All of the above regulations, as well as other regulations and institutional appeals indicate an emergency situation caused by the Covid-19 outbreak in Indonesia. Besides, regulations issued by the Government, both central and regional, aim to minimize the mobilization of citizens, minimize activities outside the home, and minimize activities that gather large crowds. Of course, referring to the 3 (three) objectives of the ratification of the regulation, a lot of business activities are directly or indirectly affected by these regulations. By this far, it can be concluded, the situation of Covid-19's emergency response situation in Indonesia can be used as a force majeure factor in the implementation of a contract. In my opinion, the party affected by Covid-19 can also submit regulations issued by the Government, both Central and Regional, as proof of the force majeure arising from the Covid-19 pandemic in Indonesia. No less important, whereas the party affected by the Covid-19 pandemic that cannot fulfill its performances can submit facts about Covid-19 in Indonesia to its counterparts, such as the fact that the number of people who have been infected with the Covid-19 virus, the Rupiah exchange rate has decreased , and other facts that illustrate the effect of Covid-19 on the Indonesian economy. Then of course we cannot rule out the function of renegotiation or restructuring the rights and obligations of the parties in a contract. In the midst of the pandemic and difficulties experienced by many business actors in Indonesia, of course, dispute resolution based on mutual agreement is the most effective and real method of dispute resolution during times like this.

Some opinions say that a national disaster determination is needed so that the Covid-19 incident can be called a force majeure, is this true?

Quoted from HukumOnline, according to contract law practitioner Ricardo Simanjuntak, "to be categorized as force majeure, the obstacle does not have to be permanent. Events that occur temporarily can still be categorized as force majeure. The important thing is these elements are met. If all the elements become one entity and humanely they really do not have a contributory effect in the event, then that's where force majeure applies. According to Ricardo Simanjuntak, all of these elements are fulfilled in the outbreak of the Covid-19 pandemic in Indonesia.

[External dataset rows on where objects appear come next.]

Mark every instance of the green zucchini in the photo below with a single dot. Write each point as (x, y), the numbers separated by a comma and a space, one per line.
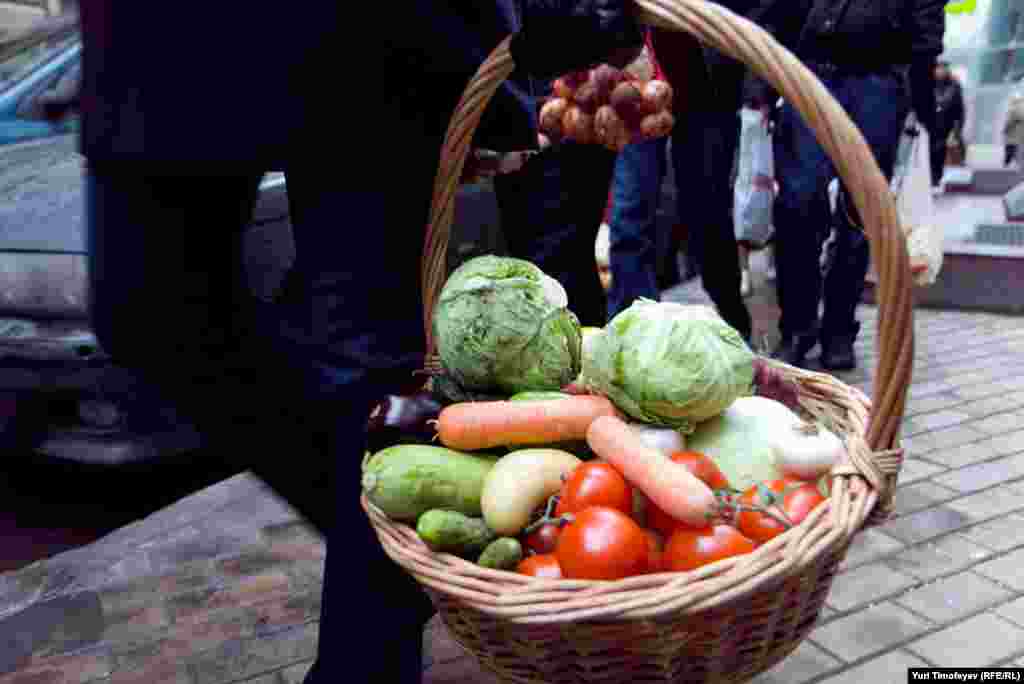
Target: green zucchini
(407, 480)
(502, 554)
(452, 531)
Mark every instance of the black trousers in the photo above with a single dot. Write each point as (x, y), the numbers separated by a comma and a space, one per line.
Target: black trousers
(550, 213)
(281, 388)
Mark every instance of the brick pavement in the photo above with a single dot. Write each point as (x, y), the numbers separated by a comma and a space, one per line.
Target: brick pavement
(224, 586)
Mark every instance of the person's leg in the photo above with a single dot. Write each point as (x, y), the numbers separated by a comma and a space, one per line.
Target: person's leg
(937, 155)
(704, 145)
(879, 107)
(802, 219)
(633, 253)
(551, 212)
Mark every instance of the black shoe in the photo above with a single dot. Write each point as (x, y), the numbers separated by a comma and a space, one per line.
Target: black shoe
(794, 349)
(837, 353)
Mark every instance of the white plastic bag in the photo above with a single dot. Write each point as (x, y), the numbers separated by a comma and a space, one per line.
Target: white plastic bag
(912, 186)
(754, 193)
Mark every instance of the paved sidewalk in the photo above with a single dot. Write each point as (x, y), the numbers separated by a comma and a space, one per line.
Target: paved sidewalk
(224, 586)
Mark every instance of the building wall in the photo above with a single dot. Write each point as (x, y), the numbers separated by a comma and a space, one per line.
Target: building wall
(987, 48)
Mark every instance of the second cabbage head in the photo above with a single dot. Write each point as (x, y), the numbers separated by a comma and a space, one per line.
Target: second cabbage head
(669, 365)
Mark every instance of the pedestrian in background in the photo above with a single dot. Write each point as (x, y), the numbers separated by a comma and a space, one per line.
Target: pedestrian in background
(1013, 129)
(287, 391)
(949, 117)
(702, 144)
(877, 87)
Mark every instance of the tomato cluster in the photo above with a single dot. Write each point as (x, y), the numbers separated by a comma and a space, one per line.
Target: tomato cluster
(598, 532)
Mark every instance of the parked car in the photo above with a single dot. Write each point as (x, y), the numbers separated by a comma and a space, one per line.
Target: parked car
(41, 72)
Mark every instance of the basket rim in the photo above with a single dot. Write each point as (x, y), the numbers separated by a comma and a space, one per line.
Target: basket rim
(522, 599)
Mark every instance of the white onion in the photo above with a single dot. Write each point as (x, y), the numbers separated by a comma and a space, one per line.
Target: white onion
(666, 440)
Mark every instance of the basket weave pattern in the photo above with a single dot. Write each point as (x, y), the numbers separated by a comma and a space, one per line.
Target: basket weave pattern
(726, 622)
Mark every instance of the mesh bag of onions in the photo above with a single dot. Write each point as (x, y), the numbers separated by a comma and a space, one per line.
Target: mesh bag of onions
(607, 107)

The reason is that First, people never know when this will happen (unpredictable). Second, people do not have a contributory effect on the spread of this epidemic. Third, the corona outbreak is indeed an obstacle that people cannot rule out.

Of course the next question is since when can those obstacles be categorized as force majeure? According to Ricardo Simanjuntak, "force majeure can apply when regulators regulate it. The regulator may be the President, or the governor at the provincial level. For example, if the Governor of DKI Jakarta states that Jakarta is locked down. " If related to the current situation, that as of March 31, 2020, the Government has established a Large-Scale Social Restrictions (PSBB) which at least covers the consolation of schools and workplaces, restrictions on religious activities, and / or restrictions on activities in public places or facilities. Although the terminology used is "social restrictions" not "lockdowns", this regulation remains a benchmark for determining the force majeure of Covid-19 on a contract. Thus, as of March 31, 2020, Covid-19 can be categorized as a force majeure that affects the contract between the parties concerned, so that the remedy regulated in the contract at the time of the force majeure can take effect.